A FORMIGA BEETHOVEN

Vovó Corina contatava que a fada do sono visitava as crianças de todas as partes do mundo. Tocava com a varinha mágica na testa daquelas que, durante o dia, assistiam a filmes de terror na tevê. Elas não conseguiam dormir. Fechavam os olhos e os monstros apareciam fazendo diabruras em suas mentes.

Ravana tinha apenas cinco anos e se lembrava muito bem de quase todas as historinhas que a vovó contava para fazê-la dormir. Passava a mão em sua cabeça dizendo palavras que soavam como mágica: “Durma, Ravanita, durma... Vou retirar os monstros dos teus olhos. Pode dormir agora. Eles já se foram!”

Dormia, não sem antes reclamar:

—Eles estão voltando, vovó! Os monstros estão em meus olhos e não me deixam dormir... Conte uma historinha, vovó!

— Posso contar outra vez “A lagoa encantada?”

— Não, aquela não! Tenho medo da carimbamba...

— Já contei todas que sabia!

— Pode ser inventada, pode ser inventada!

— Todas as estórias são inventadas, minha filha!

— Então invente uma!

E a vovó contou:

Era uma vez, uma formiga albina. No dia em que ela nasceu, houve um eclipse no sol. Tudo escureceu na colônia das formigas. Era um sinal do céu...
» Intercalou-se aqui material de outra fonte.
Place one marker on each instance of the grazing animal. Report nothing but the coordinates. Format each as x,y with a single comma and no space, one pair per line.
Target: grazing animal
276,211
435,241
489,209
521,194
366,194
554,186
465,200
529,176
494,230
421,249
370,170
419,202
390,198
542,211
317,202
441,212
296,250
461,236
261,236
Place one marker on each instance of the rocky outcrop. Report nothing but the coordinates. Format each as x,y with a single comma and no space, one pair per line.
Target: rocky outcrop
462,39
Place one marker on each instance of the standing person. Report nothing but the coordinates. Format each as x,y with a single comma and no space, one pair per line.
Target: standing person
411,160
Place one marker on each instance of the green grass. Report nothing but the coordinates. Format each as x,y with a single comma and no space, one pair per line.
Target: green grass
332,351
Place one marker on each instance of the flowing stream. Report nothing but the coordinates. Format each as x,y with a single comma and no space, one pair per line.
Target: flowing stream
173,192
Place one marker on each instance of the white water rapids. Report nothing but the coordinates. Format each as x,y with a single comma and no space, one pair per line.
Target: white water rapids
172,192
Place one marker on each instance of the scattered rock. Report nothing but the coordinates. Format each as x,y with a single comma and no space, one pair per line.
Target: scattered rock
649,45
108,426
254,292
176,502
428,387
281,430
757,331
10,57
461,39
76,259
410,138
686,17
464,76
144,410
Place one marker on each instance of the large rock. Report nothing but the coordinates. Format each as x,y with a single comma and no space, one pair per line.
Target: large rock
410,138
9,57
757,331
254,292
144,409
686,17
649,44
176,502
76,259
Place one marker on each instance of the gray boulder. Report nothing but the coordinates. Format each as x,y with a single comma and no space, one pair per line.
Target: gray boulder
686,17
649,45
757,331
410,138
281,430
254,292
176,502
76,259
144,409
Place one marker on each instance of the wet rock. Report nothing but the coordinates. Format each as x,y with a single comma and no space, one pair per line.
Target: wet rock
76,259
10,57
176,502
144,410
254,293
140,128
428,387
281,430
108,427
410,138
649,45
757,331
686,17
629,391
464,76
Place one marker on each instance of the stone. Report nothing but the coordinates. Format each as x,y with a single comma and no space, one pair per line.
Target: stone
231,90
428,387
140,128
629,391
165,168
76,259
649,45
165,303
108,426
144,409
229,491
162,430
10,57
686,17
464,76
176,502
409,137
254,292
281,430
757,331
A fada da sabedoria foi convidada para uma reunião que deveria acontecer nos primeiros dias de vida da menina. A pequena formiga nascera com sífilis. Estava, portanto, fora dos padrões do formigueiro. Ficaria cega e surda. Seria um fardo para as saúvas. Por isso, não poderia viver na comunidade das formigas, deveria ter sido arrancada do ninho quando ainda era ovo e jogada fora.

Naquele dia, o Primeiro Ministro Fortunato Formicida, abriu a sessão com um pronunciamento solenemente fúnebre: “Augustos e digníssimos representantes da Corte Marcial da Grande Saúva de Bengala, hoje nasceu em nosso meio uma formiga predisposta a tornar-se deficiente. Não será capaz de assumir as funções de guarda ou de operária; assim, diante da presumível incapacidade para o trabalho e como está escrito em nosso código: “Quem não vive para servir, não serve para viver”, minha proposta é que ela seja sumariamente exterminada ou banida para sempre do formigueiro...

O destino da formiga albina estava prestes a transformar-se num exílio de vida ou numa pena de morte, mas, por sorte, a fada madrinha postou-se no meio da assembleia e vaticinou: "Esta menina será frondosa como uma palmeira. E quando soprar o vento Norte, ela criará asas como pássaro, navegará os sete mares e será muito aplaudida... Seu nome é Ravenala, árvore-do-viajante. O mundo para ela não terá fronteiras. Toda a Terra conhecerá seus feitos. O som de seu trompete será um acalanto para a alma de quem dela se aproxima."

Houve um profundo silêncio no mundo encantado das formigas. Em seguida, a rainha decretou: “A partir de agora, Ravenala comporá músicas para a corte. Tocará para a rainha e seu nome será BEETHOVEN . Providenciem uma orquestra... organizem o coro, quero ouvir uma sinfonia”.

A partir de então, a música passou a fazer parte do cotidiano da grande colônia de formigas que já não precisava mais contratar os serviços da cigarra para cantar nos dias de festa.